Além de facilitar o contato para quem não consegue ir adiante numa relação real, o anonimato e a distância comuns do mundo virtual pode ser um facilitador para as pessoas satisfazerem seus desejos. “Nas salas de bate-papo vale tudo: falar palavrões, bater, inventar nomes, brincar com os desejos. O detalhe é que os internautas podem fazer o que quiserem sem medo da rejeição”, acrescenta a sexóloga. Qualquer instatisfação, diz ela, basta clicar no teclado e o contato com o outro acaba.

Para interagir via computador, vale tudo para aumentar a sensação de prazer: sensores, aparelhos de massagem, jogos eletrônicos e até mesmo roupas sensitivas são os objetos de desejo para quem tem aproveitado o sexo à distância. Conectados ao computador pela entrada USB (uma espécie de tomada que liga periféricos à máquina), alguns produtos já permitem que o parceiro “sinta” o toque do outro através de sensores ópticos. Uma outra brincadeira que já faz sucesso entre os adeptos do sexo virtual é o vibrador com uma microcâmera acoplada. “Nós chamamos de big brother do sexo.

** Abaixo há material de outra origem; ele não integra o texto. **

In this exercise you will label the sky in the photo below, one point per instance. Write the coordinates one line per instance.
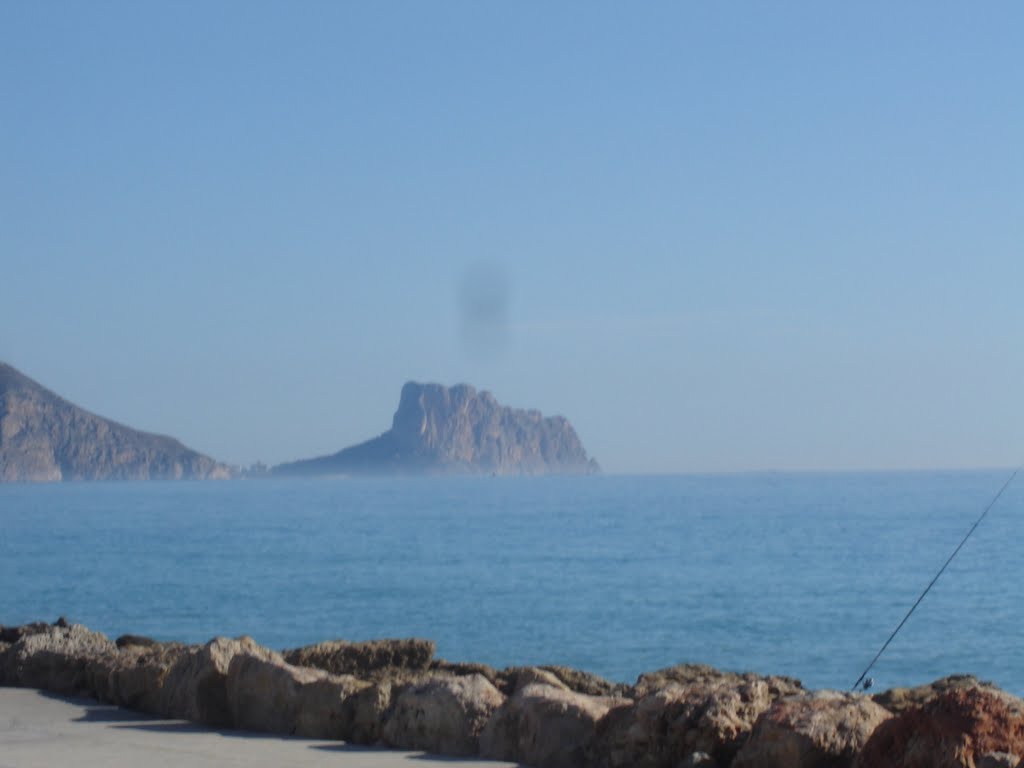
(716, 237)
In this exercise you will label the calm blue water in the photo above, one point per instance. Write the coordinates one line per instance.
(804, 574)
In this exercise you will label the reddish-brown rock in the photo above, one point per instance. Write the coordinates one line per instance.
(956, 729)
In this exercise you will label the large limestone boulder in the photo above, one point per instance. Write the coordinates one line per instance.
(825, 729)
(514, 679)
(55, 658)
(265, 693)
(443, 716)
(687, 713)
(369, 660)
(545, 726)
(368, 710)
(196, 686)
(961, 728)
(134, 676)
(898, 700)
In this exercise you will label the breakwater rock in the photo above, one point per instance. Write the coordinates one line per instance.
(394, 693)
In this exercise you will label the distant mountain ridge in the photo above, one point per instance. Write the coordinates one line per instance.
(43, 437)
(457, 430)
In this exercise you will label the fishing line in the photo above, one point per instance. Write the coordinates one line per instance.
(932, 583)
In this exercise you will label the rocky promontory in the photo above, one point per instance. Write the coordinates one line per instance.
(458, 430)
(394, 693)
(45, 438)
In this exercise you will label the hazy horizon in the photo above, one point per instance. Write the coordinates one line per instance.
(716, 239)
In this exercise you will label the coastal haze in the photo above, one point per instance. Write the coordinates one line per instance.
(762, 261)
(717, 239)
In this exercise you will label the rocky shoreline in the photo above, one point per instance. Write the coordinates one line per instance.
(395, 693)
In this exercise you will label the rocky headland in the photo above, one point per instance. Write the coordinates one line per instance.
(45, 438)
(458, 430)
(395, 693)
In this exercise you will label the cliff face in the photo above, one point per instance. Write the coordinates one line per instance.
(457, 430)
(45, 438)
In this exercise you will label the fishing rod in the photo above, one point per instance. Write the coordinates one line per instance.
(932, 583)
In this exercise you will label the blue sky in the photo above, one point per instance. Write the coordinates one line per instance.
(717, 237)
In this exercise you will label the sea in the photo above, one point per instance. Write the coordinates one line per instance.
(805, 574)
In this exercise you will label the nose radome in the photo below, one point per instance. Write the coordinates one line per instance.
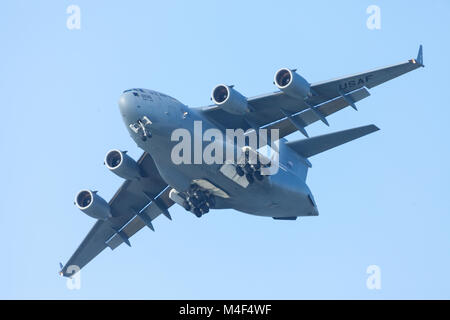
(127, 102)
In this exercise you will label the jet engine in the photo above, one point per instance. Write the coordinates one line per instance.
(122, 165)
(93, 205)
(229, 100)
(292, 84)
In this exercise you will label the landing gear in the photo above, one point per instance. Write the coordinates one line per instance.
(251, 171)
(199, 201)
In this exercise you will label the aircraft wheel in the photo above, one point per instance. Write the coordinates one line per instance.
(248, 168)
(240, 171)
(204, 209)
(197, 212)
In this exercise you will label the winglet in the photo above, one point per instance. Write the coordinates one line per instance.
(420, 56)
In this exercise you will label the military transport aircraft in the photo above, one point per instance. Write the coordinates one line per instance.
(155, 181)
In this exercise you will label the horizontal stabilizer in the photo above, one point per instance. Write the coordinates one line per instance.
(312, 146)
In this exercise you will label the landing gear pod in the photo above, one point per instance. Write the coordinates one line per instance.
(229, 100)
(292, 83)
(122, 165)
(93, 205)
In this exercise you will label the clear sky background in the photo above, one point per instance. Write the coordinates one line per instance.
(383, 199)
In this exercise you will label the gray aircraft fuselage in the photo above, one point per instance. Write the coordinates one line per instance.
(284, 194)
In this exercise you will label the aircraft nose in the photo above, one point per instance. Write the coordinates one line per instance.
(127, 103)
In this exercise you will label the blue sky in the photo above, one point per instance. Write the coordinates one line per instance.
(383, 199)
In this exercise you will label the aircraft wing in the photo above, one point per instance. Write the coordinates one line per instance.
(294, 114)
(134, 206)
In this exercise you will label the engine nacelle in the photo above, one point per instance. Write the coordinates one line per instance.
(292, 84)
(93, 205)
(229, 100)
(122, 165)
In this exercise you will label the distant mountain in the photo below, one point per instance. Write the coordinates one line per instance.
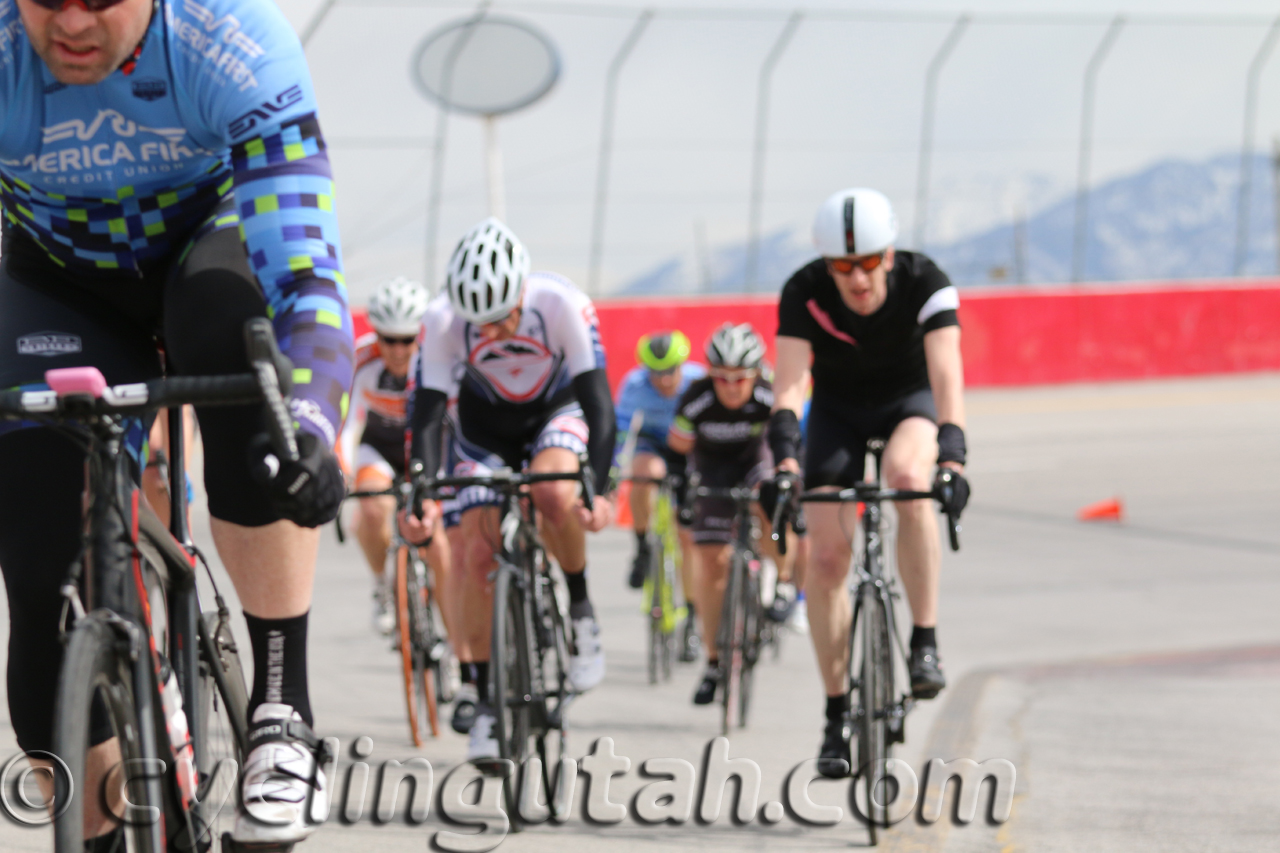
(1171, 220)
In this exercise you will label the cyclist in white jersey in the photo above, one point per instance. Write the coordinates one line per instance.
(373, 438)
(522, 355)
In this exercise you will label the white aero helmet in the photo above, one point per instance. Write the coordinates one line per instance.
(397, 306)
(854, 222)
(487, 273)
(735, 346)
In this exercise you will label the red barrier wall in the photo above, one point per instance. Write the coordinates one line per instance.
(1023, 334)
(1027, 336)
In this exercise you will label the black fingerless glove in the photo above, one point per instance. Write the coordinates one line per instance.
(951, 447)
(307, 492)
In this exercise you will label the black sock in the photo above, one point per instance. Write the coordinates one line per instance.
(279, 662)
(576, 584)
(923, 637)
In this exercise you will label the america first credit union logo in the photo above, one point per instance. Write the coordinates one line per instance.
(150, 89)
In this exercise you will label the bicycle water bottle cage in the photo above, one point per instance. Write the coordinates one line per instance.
(76, 382)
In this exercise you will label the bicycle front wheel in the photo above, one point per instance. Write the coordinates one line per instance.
(97, 735)
(874, 699)
(511, 690)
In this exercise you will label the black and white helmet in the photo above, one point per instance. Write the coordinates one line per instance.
(735, 346)
(487, 273)
(397, 306)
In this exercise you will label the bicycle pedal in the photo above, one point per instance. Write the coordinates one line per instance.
(232, 845)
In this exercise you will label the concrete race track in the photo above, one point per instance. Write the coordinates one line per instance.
(1130, 671)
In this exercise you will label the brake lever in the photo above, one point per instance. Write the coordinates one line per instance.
(586, 479)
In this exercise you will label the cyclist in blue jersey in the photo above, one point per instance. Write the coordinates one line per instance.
(163, 177)
(653, 388)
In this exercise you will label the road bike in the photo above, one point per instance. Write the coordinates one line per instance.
(529, 657)
(744, 630)
(420, 639)
(147, 674)
(876, 653)
(661, 579)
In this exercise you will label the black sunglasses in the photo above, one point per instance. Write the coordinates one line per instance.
(92, 5)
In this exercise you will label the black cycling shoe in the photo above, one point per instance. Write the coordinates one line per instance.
(927, 679)
(705, 693)
(464, 708)
(835, 758)
(690, 642)
(640, 565)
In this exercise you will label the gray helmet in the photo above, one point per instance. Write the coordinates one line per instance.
(397, 306)
(735, 346)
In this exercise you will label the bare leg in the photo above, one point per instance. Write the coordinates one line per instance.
(554, 501)
(712, 579)
(909, 459)
(830, 614)
(272, 566)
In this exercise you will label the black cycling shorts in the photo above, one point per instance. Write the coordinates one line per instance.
(48, 319)
(713, 518)
(836, 442)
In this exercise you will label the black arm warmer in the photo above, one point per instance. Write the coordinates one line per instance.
(951, 447)
(425, 423)
(784, 434)
(593, 395)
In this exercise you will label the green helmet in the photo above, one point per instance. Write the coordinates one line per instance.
(662, 351)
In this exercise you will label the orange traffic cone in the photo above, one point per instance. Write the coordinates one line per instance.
(624, 516)
(1109, 510)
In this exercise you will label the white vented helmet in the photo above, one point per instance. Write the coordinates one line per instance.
(854, 222)
(487, 273)
(735, 346)
(397, 306)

A pessoa pode filmar e introduzir o aparelinho aonde quiser que aparece tudo na tela”, explica Waleria Albuquerque, diretora da Megastore Eroticpoint, uma das maiores distribuidoras de produtos eróticos no País.

Segundo Waleria, apesar da indústria do sexo estar mais criativa do que nunca, a procura por esses apetrechos ainda está engatinhando. “O mercado brasileiro ainda está atrasado em relação a outros países. A Eroticpoint, por exemplo, só começou a importar aparelhos desse tipo há pouco tempo”, afirma. Um dos motivos, diz Waleria, é que alguns aparelhos são muito avançados e exigem máquinas potentes. “A maioria dos internautas brasileiros não tem computadores com capacidade para usá-los”, diz. E, enquanto essa tecnologia não está em todos os computadores, cada um se diverte em frente a tela como deseja. E sem limites.

* o nome foi modificado a pedido da entrevistada.